OPERATION OF SHIP’S EQUIPMENT: Do not operate any equipment or switches, position any valves or enter any posted areas without prior approval from a crew member. Observe posted precautions and procedures in all operations.
SECURITY: Certain aspects of the ship’s operational characteristics and certain areas of the ship are classified. The Radio Room, Sonar Room, Combat Systems Equipment Space and Engine Room are classified areas.
MEDICAL FACILITIES: The ship has a Hospital Corpsman available at all times and he should be consulted for any illness or injury that may occur during the cruise. It is recommended that persons susceptible to motion sickness obtain medication prior to getting underway. The Hospital Corpsman may be contacted through the Chief of the Watch in Control.

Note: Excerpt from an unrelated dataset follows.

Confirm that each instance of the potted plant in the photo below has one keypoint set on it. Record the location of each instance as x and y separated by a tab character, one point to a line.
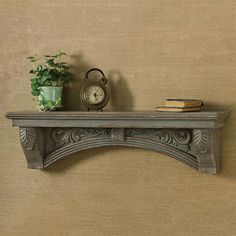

LAUNDRY: The ship’s laundry is just forward of the Machinery Room, 3rd level, starboard side. The Chief of the Boat (COB) assigns divisional wash days and those are the days divisions do their laundry. The COB will give you further information on this during the welcome aboard interview,
HEAD: Heads is a nautical term for restroom. There are several heads located throughout the ship. Avoid excessive consumption of potable water. When you shower, soap down with the water off and then rinse; do not let the water run. There is a small push button on the shower head base union that acts as an on-off valve without disrupting the temperature control or spray pattern. Ensure that no articles such as pencils, cigarette butts, tooth picks, or rags fall into commodes, as such articles can foul the pumps, valves and/or piping associated with the sanitary system. WIPE SINKS AND SHOWERS CLEAN AFTER EACH USE.
"Only a submariner realizes to what great extent an entire ship depends on him as an individual. To a landsman this is not understandable, and sometimes it is even difficult for us to comprehend, but it is so!
A submarine at sea is a different world in herself, and in consideration of the protracted and distant operations of submarines, the Navy must place responsibility and trust in the hands of those who take such ships to sea.
In each submarine there are men who, in the hour of emergency or peril at sea, can turn to each other. These men are ultimately responsible to themselves and each other for all aspects of operation of their submarine. They are the crew. They are the ship.
This is perhaps the most difficult and demanding assignment in the Navy. There is not an instant during his tour as a submariner that he can escape the grasp of responsibility. His privileges in view of his obligations are almost ludicrously small; nevertheless; it is the spur which has given the Navy its greatest mariners -- the men of the Submarine Service.
It is a duty which most richly deserves the highest, time-honored title of "Submariner."